Global Finance, Dec 1997/Jan 1998 by Lindorff, Dave

A gigantic stumbling block still remains on the way to international accounting standards: derivatives.

The annual meeting in Paris of the International Accounting Standards Committee in October was supposed to have changed everything. Representatives of the 16 voting members of the IASC would supposedly approve the remaining elements dealing with accounting for financial instruments. From there, the world's multinational corporations, stock exchanges, and national regulatory organizations would rush to adopt a set of global accounting standards for everything from foreign listings and annual reports to tax filings. That, in turn, would unleash a flood of international capital as companies found it easier to list on overseas exchanges and international investors suddenly comprehended the financial workings of overseas companies. But in the end the IASC meeting produced nowhere near the three-quarters majority needed to adopt the standards, so a vote wasn't even taken.

The IASC, a body representing all 126 members of the International Federation of Accountants, has been working on international accounting standards issues since it was established in 1973. The effort to develop a set of "core standards" was begun in 1993 at the behest of the International Association of Securities Commissions, a group of national securities regulators that now hopes to approve core standards in late 1998 or early 1999.

There is broad agreement that an international GAAP is urgently needed, and the IASC board has indeed approved, or is near approving, most of the 40 items on its agenda. But a gigantic stumbling block remains: accounting for financial instruments.

No country currently has comprehensive guidelines to account for financial instruments. But with the US Financial Accounting Standards Board on the verge of completing standards on derivatives and hedging, the United States is furthest along. That led the IASC staff to propose a short-term fix: adopt US financial instrument standards on a three-year interim basis. This, they felt, would give the staff time to work out an approach with IASC's name on it.

Since the United States is the most blatant holdout insisting on its own standards for stock issuance (Canada, Japan, and Germany's primary Borse also require national accounting, though most other exchanges around the globe permit offshore firms to list using either IAS or foreign-country accounting standards), the interim proposal had a certain beauty to it. If standards with a US "ring" helped ease the Securities and Exchange Commission's concerns about the new international standards, foreign companies might hope for an early opening of US equities markets to listings based upon international standards.

But as national pride and concerns about wording began to crop up at the IASC meeting, the interim solution proposal went down in flames. One participant reports that Alistair Wilson, one of two observers at the session for the European Commission, used "inflammatory" language, attacking the US standards as "entirely unsatisfactory" and "incoherent."

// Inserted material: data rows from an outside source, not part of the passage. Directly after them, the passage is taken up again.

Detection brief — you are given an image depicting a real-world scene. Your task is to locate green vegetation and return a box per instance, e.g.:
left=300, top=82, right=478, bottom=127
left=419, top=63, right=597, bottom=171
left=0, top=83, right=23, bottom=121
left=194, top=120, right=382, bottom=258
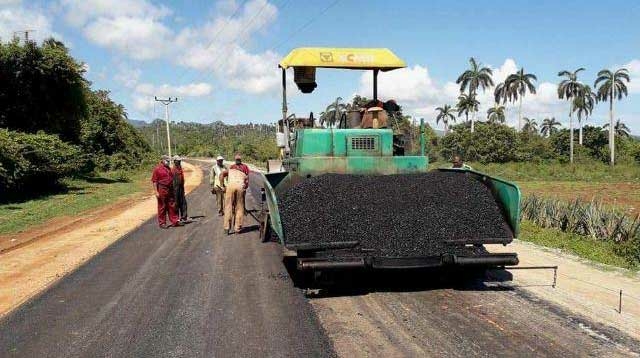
left=0, top=39, right=151, bottom=197
left=444, top=160, right=640, bottom=183
left=139, top=120, right=278, bottom=163
left=519, top=220, right=640, bottom=270
left=0, top=165, right=151, bottom=234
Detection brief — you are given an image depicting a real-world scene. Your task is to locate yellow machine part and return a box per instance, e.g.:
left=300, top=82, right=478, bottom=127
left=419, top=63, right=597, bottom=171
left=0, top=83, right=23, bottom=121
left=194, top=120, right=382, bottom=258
left=279, top=47, right=407, bottom=71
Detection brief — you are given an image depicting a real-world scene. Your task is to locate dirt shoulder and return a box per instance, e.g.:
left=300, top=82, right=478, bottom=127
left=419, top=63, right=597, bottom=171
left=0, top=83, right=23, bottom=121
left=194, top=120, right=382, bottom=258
left=489, top=240, right=640, bottom=339
left=0, top=163, right=203, bottom=316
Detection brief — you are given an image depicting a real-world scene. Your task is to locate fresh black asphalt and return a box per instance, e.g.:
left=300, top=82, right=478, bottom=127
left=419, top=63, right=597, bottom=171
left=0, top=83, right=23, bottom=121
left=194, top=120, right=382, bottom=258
left=0, top=169, right=334, bottom=357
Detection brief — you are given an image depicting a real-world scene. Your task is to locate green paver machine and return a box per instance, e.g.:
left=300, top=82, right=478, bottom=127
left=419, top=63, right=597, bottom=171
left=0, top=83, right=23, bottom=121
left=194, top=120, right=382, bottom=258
left=259, top=48, right=520, bottom=271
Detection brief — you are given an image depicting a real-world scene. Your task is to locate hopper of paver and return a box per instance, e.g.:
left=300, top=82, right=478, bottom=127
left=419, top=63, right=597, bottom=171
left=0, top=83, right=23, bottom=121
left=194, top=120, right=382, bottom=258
left=259, top=48, right=520, bottom=271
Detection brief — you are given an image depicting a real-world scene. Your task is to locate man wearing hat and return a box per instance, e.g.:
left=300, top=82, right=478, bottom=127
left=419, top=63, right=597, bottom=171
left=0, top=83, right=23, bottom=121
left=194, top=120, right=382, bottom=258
left=151, top=155, right=182, bottom=229
left=171, top=155, right=189, bottom=223
left=220, top=154, right=249, bottom=235
left=209, top=155, right=228, bottom=216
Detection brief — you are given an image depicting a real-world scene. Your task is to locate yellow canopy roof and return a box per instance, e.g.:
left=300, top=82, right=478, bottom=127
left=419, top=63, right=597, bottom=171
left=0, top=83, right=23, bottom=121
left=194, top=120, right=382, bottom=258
left=279, top=47, right=407, bottom=71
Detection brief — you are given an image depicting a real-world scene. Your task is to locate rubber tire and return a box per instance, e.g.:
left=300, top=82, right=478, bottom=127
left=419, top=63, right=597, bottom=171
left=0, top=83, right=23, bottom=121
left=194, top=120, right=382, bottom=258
left=260, top=212, right=271, bottom=242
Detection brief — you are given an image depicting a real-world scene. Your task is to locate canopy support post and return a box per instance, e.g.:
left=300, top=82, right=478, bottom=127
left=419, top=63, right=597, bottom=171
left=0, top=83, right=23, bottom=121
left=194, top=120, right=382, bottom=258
left=373, top=69, right=379, bottom=101
left=282, top=67, right=290, bottom=156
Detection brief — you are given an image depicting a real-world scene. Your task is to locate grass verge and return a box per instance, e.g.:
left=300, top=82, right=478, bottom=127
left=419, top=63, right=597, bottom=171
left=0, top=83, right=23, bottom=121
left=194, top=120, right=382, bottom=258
left=518, top=220, right=640, bottom=271
left=0, top=166, right=151, bottom=235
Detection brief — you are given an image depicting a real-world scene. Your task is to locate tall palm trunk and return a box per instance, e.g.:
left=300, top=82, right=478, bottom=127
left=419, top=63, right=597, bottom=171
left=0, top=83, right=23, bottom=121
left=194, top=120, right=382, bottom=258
left=471, top=111, right=476, bottom=133
left=578, top=119, right=582, bottom=145
left=569, top=105, right=573, bottom=164
left=518, top=96, right=522, bottom=131
left=609, top=91, right=616, bottom=165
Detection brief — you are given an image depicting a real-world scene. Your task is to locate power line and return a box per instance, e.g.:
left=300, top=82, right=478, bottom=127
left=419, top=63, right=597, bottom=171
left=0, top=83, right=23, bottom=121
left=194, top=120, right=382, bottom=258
left=153, top=96, right=178, bottom=158
left=271, top=0, right=340, bottom=50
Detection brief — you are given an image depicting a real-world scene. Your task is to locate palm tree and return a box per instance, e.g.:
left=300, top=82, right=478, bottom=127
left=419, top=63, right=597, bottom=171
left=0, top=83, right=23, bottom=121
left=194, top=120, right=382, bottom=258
left=540, top=117, right=560, bottom=137
left=496, top=68, right=538, bottom=130
left=436, top=104, right=456, bottom=135
left=319, top=97, right=347, bottom=127
left=602, top=118, right=631, bottom=137
left=593, top=68, right=630, bottom=165
left=522, top=117, right=538, bottom=134
left=573, top=85, right=597, bottom=145
left=487, top=103, right=506, bottom=123
left=456, top=93, right=480, bottom=127
left=456, top=57, right=493, bottom=132
left=558, top=67, right=584, bottom=163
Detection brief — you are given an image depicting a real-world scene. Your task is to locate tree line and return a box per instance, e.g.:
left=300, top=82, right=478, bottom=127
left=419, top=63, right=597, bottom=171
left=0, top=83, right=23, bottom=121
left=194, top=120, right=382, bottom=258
left=436, top=57, right=630, bottom=165
left=0, top=39, right=151, bottom=196
left=138, top=119, right=278, bottom=163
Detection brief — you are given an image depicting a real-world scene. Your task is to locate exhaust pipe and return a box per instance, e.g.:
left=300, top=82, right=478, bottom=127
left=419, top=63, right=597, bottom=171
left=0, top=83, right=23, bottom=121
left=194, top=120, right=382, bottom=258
left=298, top=259, right=366, bottom=271
left=453, top=254, right=519, bottom=266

In fact, many regulators and corporate finance chiefs worry that a preference for applying fair value to financial assets, based on the American proposal, if adopted on a global basis, could create volatility in accounting. Indeed, FASB's position has been vehemently criticized even within the United States. Although SEC chairman Arthur Levitt Jr called FASB's proposal for handling derivatives a "reasonable approach" that would give investors a better idea of how companies use derivatives, Federal Reserve Board chairman Alan Greenspan warned that it could add considerable volatility to corporate balance sheets and income statements.

The failure to reach agreement on a global set of standards, which were to have been approved in April, sets back the whole IASC timetable. Sir Bryan Carsberg, the board's direct-speaking general secretary from Britain named to the post two years ago, says his staff has been instructed to come back in April with financial instruments standards, which could conceivably be approved at the IASC's next annual meeting in November 1998. Meanwhile, those foreign companies that list on US, Toronto, or Tokyo exchanges must continue their cumbersome practice of either keeping double sets of books or reconciling their accounts using local standards. Such duplication of effort can be enormous. "One major global company's chief financial officer told me it costs his company $5 million extra per year to do the extra accounting work," says Carsberg, who prior to his IASC post directed the United Kingdom's Office of Fair Trading, a position that earned him a knighthood during John Major's administration.

More costly still is the dampening effect multiple accounting standards have on global capital flows, as investors feel uneasy about investing in companies with unfamiliar or opaque accounting methods. While he couldn't put a dollar value on increased capital flows that might be expected from adopting a global accounting standard, Georges Ugeux, the New York Stock Exchange's executive vice president, international and research, says "it would remove a major obstacle to the growth of capital flows and investment around the world and lead to wider and deeper investment in all markets."